Conférence de presse de rentrée scolaire 2025

Pour la rentrée scolaire 2025, la CFDT Éducation Formation Recherche Publiques a organisé sa conférence de presse le lundi 15 septembre.

rentréeElle a axé son intervention sur un premier bilan de la rentrée à hauteur des femmes et des hommes qui font l’École, et présenté les principaux points de son agenda revendicatif : les restrictions budgétaires dans le service public d’éducation, la réforme de la formation initiale des enseignant·e·s et des conseiller·e·s principaux·ales d’éducation (CPE), la transition écologique.

Étaient présentes à la tribune : Catherine Nave-Bekhti, secrétaire générale de la CFDT Éducation Formation Recherche Publiques, Lætitia Aresu et Caroline Brisedoux, secrétaires nationales (cf. dossier de presse, p. 23-24).

En ressources complémentaires à la fin de l’article, vous trouverez :
> la vidéo de la conférence de presse ;
> le dossier de presse « Restrictions budgétaires, éducation en péril » (téléchargeable aussi ci-contre)
> une revue de presse des articles et passages radio et TV sur la conférence de presse et la mobilisation du 18 septembre.

 

Ouverture de la conférence de presse par Catherine Nave-Bekhti, secrétaire générale

Funestes actualités de rentrée

La rentrée scolaire a été tragique : notre collègue Caroline Granjean a été poussée au suicide par la haine lesbophobe dont elle a été victime en tant qu’enseignante et directrice d’école. Nous pensons à elle, à son épouse, à ses proches.

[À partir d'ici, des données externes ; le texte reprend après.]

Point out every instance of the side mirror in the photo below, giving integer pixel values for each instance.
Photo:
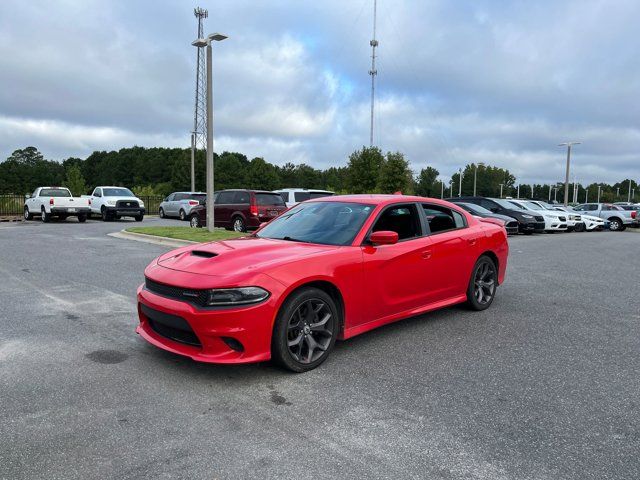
(383, 237)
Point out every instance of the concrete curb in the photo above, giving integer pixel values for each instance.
(141, 237)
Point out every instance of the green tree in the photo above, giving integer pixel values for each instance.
(363, 170)
(75, 181)
(395, 174)
(426, 183)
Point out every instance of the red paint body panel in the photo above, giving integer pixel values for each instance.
(378, 284)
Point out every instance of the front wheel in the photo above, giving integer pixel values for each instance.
(483, 283)
(238, 225)
(305, 330)
(194, 221)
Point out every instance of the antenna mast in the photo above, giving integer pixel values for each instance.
(373, 72)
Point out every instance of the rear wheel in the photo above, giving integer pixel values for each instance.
(483, 283)
(305, 330)
(238, 224)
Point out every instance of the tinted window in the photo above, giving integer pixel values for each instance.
(54, 192)
(402, 219)
(269, 199)
(118, 192)
(329, 223)
(243, 197)
(442, 219)
(301, 196)
(225, 198)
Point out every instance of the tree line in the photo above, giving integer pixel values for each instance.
(159, 171)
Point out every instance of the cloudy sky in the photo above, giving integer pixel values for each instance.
(458, 81)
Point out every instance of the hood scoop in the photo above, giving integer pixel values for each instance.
(203, 254)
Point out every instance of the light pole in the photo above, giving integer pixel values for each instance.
(206, 42)
(566, 177)
(475, 176)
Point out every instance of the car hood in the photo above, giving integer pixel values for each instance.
(242, 255)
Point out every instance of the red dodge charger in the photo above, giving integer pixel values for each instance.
(324, 270)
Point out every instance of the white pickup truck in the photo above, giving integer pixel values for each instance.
(55, 202)
(116, 202)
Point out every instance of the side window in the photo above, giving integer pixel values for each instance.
(241, 197)
(402, 219)
(301, 196)
(225, 198)
(442, 219)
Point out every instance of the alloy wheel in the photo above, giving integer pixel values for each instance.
(484, 283)
(309, 331)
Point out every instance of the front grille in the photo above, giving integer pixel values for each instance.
(127, 204)
(197, 297)
(170, 326)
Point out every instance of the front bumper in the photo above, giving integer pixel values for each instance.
(217, 332)
(126, 211)
(70, 210)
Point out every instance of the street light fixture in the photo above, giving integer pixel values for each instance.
(201, 43)
(566, 178)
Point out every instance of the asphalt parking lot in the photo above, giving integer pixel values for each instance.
(543, 385)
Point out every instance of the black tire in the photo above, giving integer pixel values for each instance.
(238, 224)
(305, 330)
(482, 284)
(615, 224)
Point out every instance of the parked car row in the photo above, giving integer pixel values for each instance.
(536, 216)
(107, 202)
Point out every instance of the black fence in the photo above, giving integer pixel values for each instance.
(11, 205)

Nous avons expressément demandé au ministère de garantir la reconnaissance de l’imputation au service, et que les résultats des enquêtes diligentées puissent contribuer à établir les responsabilités, à établir des mesures de prévention et de protection plus efficaces.

L’ attaque au couteau dont a été victime notre collègue et un élève au lycée horticole d’Antibes, mercredi 10 septembre, est un acte terrible et l’issue aurait pu être beaucoup plus grave sans le sang froid du proviseur. Nous témoignons toute notre solidarité à l’ensemble de la communauté éducative de l’établissement.

Un contexte politique et budgétaire quasi inchangé depuis la précédente rentrée

rentréeLa rentrée scolaire se déroule dans un contexte politique et budgétaire singulier. Après la chute du gouvernement de François Bayrou, et la nomination d’un nouveau Premier ministre en la personne de Sébastien Lecornu, la préparation du budget de la nation pour 2026 s’enlise. Pour toute la CFDT, et donc aussi dans le champ de l’éducation, changer de Premier ministre ne change pas la situation, et n’entame pas notre résolution à réussir la mobilisation du 18 septembre.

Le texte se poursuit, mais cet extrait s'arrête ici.